Does anyone have tips on sewing with silk shirts?

I can find these for $5 or less at the thrift store. I am planning to remake them into scarves. 

Plan A - Cut 8 to 12 inch wide strips, sew ends of strips to make a longer strip. Fold lengthwise with good side on the inside. Sew along the cut sides, leaving an opening for turning. Turn inside out (like a casing), sew close the opening. It would be a double thickness of silk cloth with good side out.

Plan B - Cut 4 to 6 inch wide strips, sew ends of strips to make a long strip. Sew a hem all around. Will produce a scarf with single thickness but twice as long.

I'm leaning toward Plan A because the hem is hidden inside the piece and good side of cloth is always out.

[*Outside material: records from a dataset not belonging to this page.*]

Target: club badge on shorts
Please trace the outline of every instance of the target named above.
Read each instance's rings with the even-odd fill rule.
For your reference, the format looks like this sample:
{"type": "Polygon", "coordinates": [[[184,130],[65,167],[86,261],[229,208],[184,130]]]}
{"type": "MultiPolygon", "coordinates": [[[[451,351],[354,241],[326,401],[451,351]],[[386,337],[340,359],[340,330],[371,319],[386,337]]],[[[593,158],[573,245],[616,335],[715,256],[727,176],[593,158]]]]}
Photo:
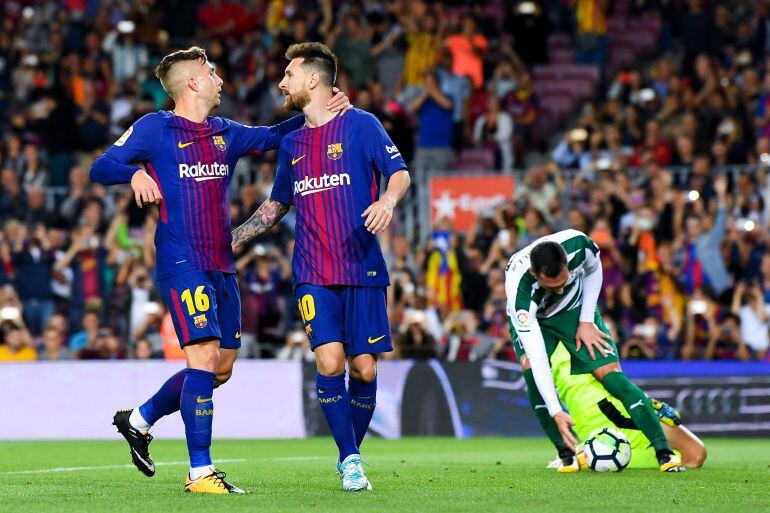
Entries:
{"type": "Polygon", "coordinates": [[[205,328],[206,325],[208,325],[209,321],[206,320],[206,314],[200,314],[196,315],[193,318],[193,324],[195,324],[196,328],[202,329],[205,328]]]}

Any suggestions on thread and tension settings for a Singer sewing machine?

Have a good day!
Franco Rios
Sacramento


----------



## Ruby (May 10, 2002)

I can't help you with the tension setting but I would go with a fine silk type thread. Maybe a fine polyester. I like the plan A also. For one it will me much easier because silk is not real easy to work with so hemming will not be real easy.


----------



## mekasmom (Jan 19, 2010)

I used them to cover photo albums before. Then I put a lacy fabric over them. A nice cream colored silk looks wonderful if you are making a wedding album. And you can use the other colors for other albums or to match the secondary color to the wedding. I know my BIL/SIL wedding was marron and white, so I did the album itself in white with white lace then put a maroon colored covering on a photo holder on the front.


----------



## rabbitgeek (Mar 22, 2008)

I was just thinking I could piece together scraps from different shirts and make crazy scarves.

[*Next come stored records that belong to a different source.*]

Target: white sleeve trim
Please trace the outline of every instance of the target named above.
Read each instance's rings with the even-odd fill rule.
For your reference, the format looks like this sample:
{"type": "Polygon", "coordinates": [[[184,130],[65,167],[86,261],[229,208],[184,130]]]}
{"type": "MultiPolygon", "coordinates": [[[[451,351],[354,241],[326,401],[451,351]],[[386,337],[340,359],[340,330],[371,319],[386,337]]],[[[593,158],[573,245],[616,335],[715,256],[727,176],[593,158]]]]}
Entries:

That way I could use up pieces from shirt sleeves, shoulders, etc.

Just thinking out loud here.

Have a good day!


----------



## rabbitgeek (Mar 22, 2008)

Thank you Ruby and Mekasmom.

I'll post some pictures when I get done.

Have a good day!


----------



## RedDirt Cowgirl (Sep 21, 2010)

First, you should be able to find a silk-finish cotton thread (Metler) if you can't find silk - no way is polyester a good choice. Even a crummy old cotton thread would be better. Go to a quilting store, there's some fabulous Egyptian cotton embroidery thread now.

I like Plan A so seams can be hidden inside, and it allows for easier piecing and is a lot easier to wear. My jazziest piece was a 6 inch diameter, strip pieced, with a short seed bead fringe. Pretty labor intensive, used 4 shirts, but actually the bead fringe made an easy finish. No way would I ever hem a single layer pieced scarf. And you would have to flat fell the seams. I used a french seam, very forgiving of wobbles and no frayed threads to show through. Iron as you go.

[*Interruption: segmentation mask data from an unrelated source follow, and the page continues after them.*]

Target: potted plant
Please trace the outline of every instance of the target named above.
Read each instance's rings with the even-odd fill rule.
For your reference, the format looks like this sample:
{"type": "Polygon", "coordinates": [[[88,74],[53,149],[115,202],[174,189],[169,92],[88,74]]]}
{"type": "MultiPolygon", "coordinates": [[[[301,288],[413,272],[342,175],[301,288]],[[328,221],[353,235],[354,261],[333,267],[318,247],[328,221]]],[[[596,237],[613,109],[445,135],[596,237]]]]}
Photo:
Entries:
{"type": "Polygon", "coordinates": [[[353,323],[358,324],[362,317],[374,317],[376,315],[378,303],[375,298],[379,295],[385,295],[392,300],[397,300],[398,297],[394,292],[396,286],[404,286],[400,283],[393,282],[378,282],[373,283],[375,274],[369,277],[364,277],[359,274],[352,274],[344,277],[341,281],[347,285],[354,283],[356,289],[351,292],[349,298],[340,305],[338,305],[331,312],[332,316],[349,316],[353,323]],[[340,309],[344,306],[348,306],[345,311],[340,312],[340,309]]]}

Your tension won't be the issue as much as stabalizing the fabric to run under the needle - I used tear away tissue, and just layed pieces of it under the work as I went along, 12 stitches per inch on the lightest weight silk, didn't adjust the tension on my old Singer from what I use for cotton shirting. Let me know if you want to talk recycling silk t-shirts...:monkey:


----------



## rabbitgeek (Mar 22, 2008)

Thank you Reddirt Cowgirl,

I like the idea of using tissue to stabilize the fabric. Thanks for the SPI setting. 

I'll post pictures as I go.

Have a good day!


----------



## rabbitgeek (Mar 22, 2008)

Here is my silk scarf made from a silk shirt. I have some more pictures on my blog.
http://francosfiberadventure.blogspot.com/2013/01/silk-scarf.html

Have a good day!


----------



## RedDirt Cowgirl (Sep 21, 2010)

Very nice work!


----------



## rabbitgeek (Mar 22, 2008)

Thank you RedDirt Cowgirl. 

It was fun. Your input was very helpful.

Do you have any tips for keeping it flat? Just ironing does not seem to hold it flat.
I thought maybe a couple rows of stitching lengthwise?

Thank you again for your tips!
Have a good day!


----------